Aktor jednego serialu i zawsze tylko z nim będzie się kojarzył. Stąd moja, dość niska, ocena.
Nieprawda ze wyłącznie Stawka . Dla pokolenia lat 70 czy 80 zawsze pozostanie Panem Samochodzikiem. Pan Samochodzik w tamtych czasach niewiele ustępował popularnością Klossowi.
Nigdy nie słyszałem, żeby ktokolwiek oglądając jakiś film czy teleturniej z udziałem Mikulskiego powiedział: o, Pan Samochodzik! Za to wielokrotnie słyszałem o Klossie. Pan Samochodzik po prostu nie przetwał próby czasu. Wtedy owszem, mógł być popularny, ale dzisiaj mało kto o nim mówi. O Klossie zaś mówi się często, ostatni film pełnometrażowy to jeden z przykładów.
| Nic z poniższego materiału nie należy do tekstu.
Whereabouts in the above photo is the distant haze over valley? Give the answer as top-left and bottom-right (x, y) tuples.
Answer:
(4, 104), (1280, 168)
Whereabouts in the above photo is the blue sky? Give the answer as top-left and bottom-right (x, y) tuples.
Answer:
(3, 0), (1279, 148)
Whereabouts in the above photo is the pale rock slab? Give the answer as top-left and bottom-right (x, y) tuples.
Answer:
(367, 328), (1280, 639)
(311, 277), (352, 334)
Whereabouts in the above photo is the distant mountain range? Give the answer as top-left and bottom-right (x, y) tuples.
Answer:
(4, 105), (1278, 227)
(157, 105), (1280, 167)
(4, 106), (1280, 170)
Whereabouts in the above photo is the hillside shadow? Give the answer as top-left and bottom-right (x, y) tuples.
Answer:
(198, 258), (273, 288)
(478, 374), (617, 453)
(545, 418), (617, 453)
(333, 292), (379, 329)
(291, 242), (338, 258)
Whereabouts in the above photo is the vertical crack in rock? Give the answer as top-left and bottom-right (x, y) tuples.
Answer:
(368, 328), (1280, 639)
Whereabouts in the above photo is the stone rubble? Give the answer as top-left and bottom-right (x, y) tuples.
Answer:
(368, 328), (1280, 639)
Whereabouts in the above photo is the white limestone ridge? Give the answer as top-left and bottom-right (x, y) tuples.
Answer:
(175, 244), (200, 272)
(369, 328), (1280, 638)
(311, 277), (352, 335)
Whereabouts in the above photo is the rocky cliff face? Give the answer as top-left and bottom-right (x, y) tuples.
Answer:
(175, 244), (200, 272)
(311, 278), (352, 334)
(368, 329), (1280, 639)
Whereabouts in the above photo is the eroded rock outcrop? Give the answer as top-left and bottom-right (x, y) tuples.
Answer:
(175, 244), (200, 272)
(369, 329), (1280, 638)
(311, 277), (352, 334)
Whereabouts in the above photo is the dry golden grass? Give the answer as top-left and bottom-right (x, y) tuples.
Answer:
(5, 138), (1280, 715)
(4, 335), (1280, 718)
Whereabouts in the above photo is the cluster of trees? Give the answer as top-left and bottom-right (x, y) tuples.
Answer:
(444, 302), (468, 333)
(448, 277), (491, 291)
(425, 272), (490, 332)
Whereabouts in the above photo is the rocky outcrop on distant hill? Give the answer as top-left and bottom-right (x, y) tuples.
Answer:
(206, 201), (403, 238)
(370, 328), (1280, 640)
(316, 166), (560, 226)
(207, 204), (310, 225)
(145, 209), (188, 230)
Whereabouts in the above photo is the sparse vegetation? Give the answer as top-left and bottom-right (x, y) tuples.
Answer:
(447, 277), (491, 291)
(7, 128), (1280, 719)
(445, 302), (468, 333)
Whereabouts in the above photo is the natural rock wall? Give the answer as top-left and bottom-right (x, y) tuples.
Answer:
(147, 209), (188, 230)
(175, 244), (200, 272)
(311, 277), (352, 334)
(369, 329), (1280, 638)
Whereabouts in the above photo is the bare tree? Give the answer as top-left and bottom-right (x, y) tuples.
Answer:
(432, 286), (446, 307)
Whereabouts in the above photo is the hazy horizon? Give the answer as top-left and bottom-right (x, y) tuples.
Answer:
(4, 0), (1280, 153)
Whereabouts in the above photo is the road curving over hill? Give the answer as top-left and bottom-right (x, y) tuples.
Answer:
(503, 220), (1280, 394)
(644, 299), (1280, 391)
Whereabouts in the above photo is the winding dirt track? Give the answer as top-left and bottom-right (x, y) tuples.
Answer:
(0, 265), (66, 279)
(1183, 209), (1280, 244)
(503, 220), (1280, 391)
To że Stawka do dziś jest wspominana jako głowny serial Pana MIkulskiego to nie znaczy że Pan Mikulski jest złym aktorem. Jedni żeby grać w filmach podlizuja się rządowi inni nic nie robią bo nie muszą. Osobiście uwazam że zarówno Pan Mikulski jak i Pan Emil Karewicz to stara dobra szkoła aktorska z której powinni brać przykład co niektórzy dzisiejsi tzw aktorzy.
Masz rację, ale ja go wcale nie oceniłem jako złego aktora, a jako średniego. Moim zdaniem nie należy on do "starej szkoły aktorskiej", o jakiej piszesz, chociaż na pewno o kilka klas przewyższa wielu aktorów tzw. młodego pokolenia.
Stawka zahamowała jego karierę aktorską. Tak naprawdę, by docenić Pana Mikulskiego trzeba obejrzeć filmy sprzed 1965r. a jest tam naprawdę wiele ponadczasowych pozycji ( choćby Kanał czy Ewa chce Spać) jak i sporo klimatycznych kryminałów czy innych pozycji wojennych.